With the fusion of the old “Trotskyists” and the left-wing Socialists and the launching of the Socialist Workers Party we have manifestly entered into a new stage in the progressive, development of American Bolshevism. Rival organizations making an appeal to anti-Stalinist workers have more or less cleared from the road. Thus one great element of confusion has been eliminated.

The Socialist Party, which stood as an insuperable barrier three years ago is a pitiful heap of ruins, disregarded and despised. By the mass expulsion of the left wing the two-by-four bureaucrats of Norman Thomas’ private family only prepared their own political demise. The Lovestoneite organization, which makes big pretensions, is in reality nothing more than an unfortunate hybrid: a sect without the saving merit of serious principles and a “mass movement” sadly weak in membership, national scope and press. As for the sectarians who challenge us from the “left,” they only succeed in combining an increase in the number of their organizations with a decrease in their total membership.
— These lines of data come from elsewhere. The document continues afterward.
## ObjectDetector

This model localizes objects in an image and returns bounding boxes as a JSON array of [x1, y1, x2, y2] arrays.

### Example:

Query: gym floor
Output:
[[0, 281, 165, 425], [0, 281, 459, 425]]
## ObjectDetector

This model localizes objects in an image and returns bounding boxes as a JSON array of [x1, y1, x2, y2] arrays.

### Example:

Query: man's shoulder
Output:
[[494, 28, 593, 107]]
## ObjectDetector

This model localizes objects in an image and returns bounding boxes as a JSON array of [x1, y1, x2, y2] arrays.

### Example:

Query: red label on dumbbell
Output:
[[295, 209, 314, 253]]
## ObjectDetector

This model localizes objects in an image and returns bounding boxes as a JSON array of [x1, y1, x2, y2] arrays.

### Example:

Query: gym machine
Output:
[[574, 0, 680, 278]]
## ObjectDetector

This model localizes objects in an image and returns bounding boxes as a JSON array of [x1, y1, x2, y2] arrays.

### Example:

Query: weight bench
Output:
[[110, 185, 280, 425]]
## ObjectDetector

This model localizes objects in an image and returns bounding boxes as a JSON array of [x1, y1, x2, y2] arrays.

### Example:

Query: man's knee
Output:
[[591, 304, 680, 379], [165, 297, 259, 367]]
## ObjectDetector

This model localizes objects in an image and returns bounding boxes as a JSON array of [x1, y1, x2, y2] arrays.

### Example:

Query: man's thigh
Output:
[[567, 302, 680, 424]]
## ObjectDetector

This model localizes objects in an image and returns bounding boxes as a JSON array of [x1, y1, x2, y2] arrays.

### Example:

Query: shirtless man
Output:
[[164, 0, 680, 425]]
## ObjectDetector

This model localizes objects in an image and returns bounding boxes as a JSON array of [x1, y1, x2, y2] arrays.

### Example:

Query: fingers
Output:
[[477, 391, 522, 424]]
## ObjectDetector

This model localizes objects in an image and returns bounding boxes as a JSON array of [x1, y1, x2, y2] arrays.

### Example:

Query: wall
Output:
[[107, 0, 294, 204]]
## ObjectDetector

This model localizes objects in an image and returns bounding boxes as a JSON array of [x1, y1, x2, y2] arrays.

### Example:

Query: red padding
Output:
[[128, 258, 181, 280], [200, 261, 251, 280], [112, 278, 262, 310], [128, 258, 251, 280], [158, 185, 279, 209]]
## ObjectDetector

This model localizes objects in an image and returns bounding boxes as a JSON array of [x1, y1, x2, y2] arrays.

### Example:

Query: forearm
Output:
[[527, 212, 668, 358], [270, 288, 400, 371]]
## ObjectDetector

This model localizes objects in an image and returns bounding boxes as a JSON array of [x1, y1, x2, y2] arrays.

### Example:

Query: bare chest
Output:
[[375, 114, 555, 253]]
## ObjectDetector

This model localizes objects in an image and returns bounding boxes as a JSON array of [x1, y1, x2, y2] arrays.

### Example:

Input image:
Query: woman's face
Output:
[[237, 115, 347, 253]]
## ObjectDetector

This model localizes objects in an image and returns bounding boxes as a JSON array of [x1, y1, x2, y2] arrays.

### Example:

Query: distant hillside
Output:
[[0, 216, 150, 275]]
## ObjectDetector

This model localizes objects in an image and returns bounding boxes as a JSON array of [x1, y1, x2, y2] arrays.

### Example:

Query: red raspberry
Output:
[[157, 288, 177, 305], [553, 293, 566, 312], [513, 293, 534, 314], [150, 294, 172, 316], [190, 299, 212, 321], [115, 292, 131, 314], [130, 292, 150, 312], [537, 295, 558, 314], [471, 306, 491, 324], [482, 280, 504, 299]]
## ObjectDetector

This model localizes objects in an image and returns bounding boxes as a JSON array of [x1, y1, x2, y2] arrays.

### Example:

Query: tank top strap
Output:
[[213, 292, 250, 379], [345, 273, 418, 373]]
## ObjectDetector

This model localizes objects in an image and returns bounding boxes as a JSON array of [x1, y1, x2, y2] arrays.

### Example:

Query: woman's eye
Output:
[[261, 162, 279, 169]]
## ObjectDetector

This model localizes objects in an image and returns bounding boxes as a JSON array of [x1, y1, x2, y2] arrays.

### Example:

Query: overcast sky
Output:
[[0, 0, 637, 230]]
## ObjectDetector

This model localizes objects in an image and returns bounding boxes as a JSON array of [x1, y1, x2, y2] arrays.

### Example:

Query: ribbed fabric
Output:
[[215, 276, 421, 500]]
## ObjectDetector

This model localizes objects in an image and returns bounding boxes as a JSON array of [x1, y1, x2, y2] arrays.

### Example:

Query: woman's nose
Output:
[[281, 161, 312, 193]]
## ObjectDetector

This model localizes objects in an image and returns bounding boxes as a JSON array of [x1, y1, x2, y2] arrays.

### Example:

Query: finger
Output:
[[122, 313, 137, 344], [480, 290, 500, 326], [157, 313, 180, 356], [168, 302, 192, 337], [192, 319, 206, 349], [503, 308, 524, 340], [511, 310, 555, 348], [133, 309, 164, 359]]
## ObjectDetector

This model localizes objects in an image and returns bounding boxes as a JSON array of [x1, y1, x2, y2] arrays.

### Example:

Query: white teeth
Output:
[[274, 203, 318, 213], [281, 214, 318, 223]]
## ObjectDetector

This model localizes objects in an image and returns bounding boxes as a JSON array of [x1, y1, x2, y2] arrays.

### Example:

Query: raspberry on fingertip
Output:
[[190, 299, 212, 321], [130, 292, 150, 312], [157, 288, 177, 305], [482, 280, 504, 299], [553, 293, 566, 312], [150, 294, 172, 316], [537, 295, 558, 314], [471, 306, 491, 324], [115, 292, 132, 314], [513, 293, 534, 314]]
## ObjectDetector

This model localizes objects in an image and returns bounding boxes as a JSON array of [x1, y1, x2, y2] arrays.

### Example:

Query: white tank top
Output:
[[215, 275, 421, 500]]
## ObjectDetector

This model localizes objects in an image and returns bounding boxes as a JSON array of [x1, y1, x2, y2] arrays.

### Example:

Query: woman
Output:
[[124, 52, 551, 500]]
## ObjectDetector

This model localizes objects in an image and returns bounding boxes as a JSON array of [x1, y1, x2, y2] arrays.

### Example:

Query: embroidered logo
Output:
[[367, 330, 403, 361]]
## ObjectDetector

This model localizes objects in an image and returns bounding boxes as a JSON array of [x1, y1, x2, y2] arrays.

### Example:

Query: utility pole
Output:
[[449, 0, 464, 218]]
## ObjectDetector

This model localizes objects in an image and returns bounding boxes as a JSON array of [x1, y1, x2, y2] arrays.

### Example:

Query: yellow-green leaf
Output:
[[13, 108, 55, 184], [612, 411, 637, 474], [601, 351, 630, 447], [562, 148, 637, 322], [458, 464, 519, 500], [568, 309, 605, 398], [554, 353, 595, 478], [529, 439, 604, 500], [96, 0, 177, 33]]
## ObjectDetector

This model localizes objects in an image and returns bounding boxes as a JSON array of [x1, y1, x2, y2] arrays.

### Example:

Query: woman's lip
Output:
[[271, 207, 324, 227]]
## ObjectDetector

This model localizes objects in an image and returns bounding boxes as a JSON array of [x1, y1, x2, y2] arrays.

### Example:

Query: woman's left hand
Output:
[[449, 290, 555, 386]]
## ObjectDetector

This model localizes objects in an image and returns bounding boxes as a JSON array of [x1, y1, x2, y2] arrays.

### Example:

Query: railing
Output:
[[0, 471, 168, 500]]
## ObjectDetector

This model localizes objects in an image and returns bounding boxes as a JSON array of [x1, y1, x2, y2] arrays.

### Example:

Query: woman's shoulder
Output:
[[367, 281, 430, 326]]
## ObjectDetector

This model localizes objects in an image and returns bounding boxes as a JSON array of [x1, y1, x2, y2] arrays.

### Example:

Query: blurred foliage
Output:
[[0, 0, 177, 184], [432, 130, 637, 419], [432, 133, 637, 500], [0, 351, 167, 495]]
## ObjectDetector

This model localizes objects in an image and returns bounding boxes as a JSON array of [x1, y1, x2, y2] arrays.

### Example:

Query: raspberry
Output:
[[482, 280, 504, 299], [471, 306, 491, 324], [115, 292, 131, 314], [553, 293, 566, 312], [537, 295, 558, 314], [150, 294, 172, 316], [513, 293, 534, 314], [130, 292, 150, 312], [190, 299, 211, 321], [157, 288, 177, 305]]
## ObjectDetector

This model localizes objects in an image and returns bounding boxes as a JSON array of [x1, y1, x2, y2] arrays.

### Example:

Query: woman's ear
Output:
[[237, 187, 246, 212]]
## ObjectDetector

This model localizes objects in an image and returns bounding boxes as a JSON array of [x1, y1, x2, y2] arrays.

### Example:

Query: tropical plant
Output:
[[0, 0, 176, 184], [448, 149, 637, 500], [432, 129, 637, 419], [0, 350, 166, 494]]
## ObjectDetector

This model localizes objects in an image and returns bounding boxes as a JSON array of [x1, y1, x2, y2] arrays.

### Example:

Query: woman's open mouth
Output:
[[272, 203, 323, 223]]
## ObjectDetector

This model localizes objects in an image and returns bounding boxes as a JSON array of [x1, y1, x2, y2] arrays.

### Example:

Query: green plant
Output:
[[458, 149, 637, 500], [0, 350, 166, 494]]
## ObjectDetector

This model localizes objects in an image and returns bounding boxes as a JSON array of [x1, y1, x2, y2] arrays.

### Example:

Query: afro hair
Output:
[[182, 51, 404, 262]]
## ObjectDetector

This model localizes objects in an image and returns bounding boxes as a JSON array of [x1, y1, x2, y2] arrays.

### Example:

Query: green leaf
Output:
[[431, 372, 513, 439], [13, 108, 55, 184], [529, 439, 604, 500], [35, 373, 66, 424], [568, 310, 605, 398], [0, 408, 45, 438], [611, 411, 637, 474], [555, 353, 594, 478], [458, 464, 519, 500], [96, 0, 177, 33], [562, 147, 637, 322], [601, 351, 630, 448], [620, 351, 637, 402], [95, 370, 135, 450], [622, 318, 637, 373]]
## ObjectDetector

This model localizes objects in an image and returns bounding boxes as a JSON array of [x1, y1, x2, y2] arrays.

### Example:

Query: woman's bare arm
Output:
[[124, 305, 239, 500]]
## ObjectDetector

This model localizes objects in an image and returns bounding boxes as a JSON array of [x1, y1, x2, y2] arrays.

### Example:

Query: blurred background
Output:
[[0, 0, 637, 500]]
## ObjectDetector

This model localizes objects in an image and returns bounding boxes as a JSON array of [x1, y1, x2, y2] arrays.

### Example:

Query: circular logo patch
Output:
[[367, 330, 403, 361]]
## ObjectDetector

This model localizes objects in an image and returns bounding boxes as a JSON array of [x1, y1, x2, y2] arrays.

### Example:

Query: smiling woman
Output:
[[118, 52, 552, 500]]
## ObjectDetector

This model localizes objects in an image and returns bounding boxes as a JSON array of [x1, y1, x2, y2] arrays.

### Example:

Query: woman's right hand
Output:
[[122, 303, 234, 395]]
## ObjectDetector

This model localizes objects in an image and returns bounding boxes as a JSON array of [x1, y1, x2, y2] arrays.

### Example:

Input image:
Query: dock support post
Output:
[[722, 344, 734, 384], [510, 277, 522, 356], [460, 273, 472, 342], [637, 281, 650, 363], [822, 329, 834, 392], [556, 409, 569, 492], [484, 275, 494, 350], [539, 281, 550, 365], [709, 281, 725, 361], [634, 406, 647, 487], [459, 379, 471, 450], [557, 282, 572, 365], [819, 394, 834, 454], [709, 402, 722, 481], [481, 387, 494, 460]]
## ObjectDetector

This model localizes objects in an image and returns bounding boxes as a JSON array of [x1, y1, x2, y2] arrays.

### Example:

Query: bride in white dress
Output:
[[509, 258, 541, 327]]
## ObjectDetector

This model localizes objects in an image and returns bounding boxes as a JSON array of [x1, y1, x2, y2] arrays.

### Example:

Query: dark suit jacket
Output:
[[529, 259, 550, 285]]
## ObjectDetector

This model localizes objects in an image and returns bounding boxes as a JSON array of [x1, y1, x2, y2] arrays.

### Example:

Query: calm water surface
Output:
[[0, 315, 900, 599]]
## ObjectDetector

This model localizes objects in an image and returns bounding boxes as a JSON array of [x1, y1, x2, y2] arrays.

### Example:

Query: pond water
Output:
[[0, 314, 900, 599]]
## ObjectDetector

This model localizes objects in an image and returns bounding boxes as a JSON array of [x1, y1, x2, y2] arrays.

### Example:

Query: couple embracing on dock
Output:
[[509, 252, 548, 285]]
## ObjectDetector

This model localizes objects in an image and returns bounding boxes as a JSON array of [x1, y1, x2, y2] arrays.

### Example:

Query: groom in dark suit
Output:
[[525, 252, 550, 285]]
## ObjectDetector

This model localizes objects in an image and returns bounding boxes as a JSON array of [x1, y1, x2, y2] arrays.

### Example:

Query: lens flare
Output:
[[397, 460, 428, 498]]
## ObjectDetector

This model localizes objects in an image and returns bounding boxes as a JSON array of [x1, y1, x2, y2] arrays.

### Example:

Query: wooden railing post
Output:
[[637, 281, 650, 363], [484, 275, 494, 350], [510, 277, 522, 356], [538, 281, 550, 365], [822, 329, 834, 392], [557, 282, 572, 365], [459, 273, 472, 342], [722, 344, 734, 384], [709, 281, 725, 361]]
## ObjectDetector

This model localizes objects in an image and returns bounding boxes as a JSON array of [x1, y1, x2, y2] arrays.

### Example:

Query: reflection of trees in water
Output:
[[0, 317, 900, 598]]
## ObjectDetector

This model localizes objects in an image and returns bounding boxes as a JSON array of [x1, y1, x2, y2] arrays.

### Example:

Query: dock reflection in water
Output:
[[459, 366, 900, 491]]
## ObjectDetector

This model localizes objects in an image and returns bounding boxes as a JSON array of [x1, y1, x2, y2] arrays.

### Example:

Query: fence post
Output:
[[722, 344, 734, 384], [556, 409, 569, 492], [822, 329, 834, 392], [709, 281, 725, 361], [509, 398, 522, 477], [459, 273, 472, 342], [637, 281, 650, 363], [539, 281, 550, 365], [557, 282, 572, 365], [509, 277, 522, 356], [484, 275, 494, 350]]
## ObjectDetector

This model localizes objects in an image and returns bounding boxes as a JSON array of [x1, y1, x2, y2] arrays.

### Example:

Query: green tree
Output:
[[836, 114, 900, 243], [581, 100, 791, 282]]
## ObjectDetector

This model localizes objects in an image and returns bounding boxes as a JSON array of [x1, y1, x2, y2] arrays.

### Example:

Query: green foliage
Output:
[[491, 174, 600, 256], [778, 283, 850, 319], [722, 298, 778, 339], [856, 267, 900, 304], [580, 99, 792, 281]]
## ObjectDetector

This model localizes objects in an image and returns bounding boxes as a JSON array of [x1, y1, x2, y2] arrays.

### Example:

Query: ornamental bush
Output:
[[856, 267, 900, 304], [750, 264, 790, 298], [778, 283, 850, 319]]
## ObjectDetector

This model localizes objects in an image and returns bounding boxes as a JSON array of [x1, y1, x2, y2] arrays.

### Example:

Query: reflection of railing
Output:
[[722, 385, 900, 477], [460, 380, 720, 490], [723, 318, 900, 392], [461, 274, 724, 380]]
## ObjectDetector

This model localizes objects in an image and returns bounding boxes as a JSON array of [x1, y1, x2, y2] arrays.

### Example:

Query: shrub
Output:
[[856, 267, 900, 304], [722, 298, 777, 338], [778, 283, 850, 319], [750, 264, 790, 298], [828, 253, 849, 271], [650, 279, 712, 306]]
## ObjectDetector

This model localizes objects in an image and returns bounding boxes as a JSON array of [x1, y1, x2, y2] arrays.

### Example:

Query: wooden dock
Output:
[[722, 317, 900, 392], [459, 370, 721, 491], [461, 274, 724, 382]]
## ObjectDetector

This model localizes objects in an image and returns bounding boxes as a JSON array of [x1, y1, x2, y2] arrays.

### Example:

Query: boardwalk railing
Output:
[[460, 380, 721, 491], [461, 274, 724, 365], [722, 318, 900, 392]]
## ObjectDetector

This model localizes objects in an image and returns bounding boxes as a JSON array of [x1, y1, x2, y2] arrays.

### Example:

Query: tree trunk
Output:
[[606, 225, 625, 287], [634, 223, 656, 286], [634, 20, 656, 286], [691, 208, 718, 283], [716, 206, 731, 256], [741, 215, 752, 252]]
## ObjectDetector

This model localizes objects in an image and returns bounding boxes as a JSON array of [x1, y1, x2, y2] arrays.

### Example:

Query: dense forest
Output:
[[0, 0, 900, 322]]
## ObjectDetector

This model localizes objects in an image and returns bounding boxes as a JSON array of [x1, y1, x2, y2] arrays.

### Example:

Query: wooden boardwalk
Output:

The Socialist Workers Party, having become the single rallying center of the revolutionary workers, can regard the preliminary task of reassembling the scattered forces of the vanguard as completed. It has no need of negotiations or maneuvers with the various pseudo-radical groups which offer no real competition. Our approach to the American Workers party and the left wing of the S.P. was a necessity. A similar approach to any or all of the sterile cliques mentioned above would be an absurdity. The American section of the Fourth International is the only revolutionary party. As a complete independent and self-sufficient organization of the vanguard, it can and must now concentrate its full energy on a direct approach to the workers’ mass movement.

The Party Re-Arms

The recent months have been devoted – along with daily work – to international adjustment for this gigantic enterprise. In the light of the rapidly advancing social crisis the party has successfully carried through a great work of reorientation and rearmament in preparation for revolutionary tasks which the social crisis poses before us. In the course of the party discussion seven thick internal bulletins have been published and a score of membership meetings have weighed and considered the new situation and the new proposals. Our party has a real workers democracy, the like of which has never been seen before. Its membership collectively goes deeply into every new question, considers and discusses it over an ample period of time, and comes to a free decision. Just because of that the party can be firm in its discipline and ruthlessly intolerant of anything less than 100 percent loyalty on the part of each and every individual member.

On the tenth anniversary we can look back, not without pride, on the consistent struggle which will indubitably be recorded in history as the rebirth, the real new beginning, of American Bolshevism. It enabled us, in collaboration with our international movement, to forge the program of victory and to assemble the first basic cadres of the proletarian army which will achieve it.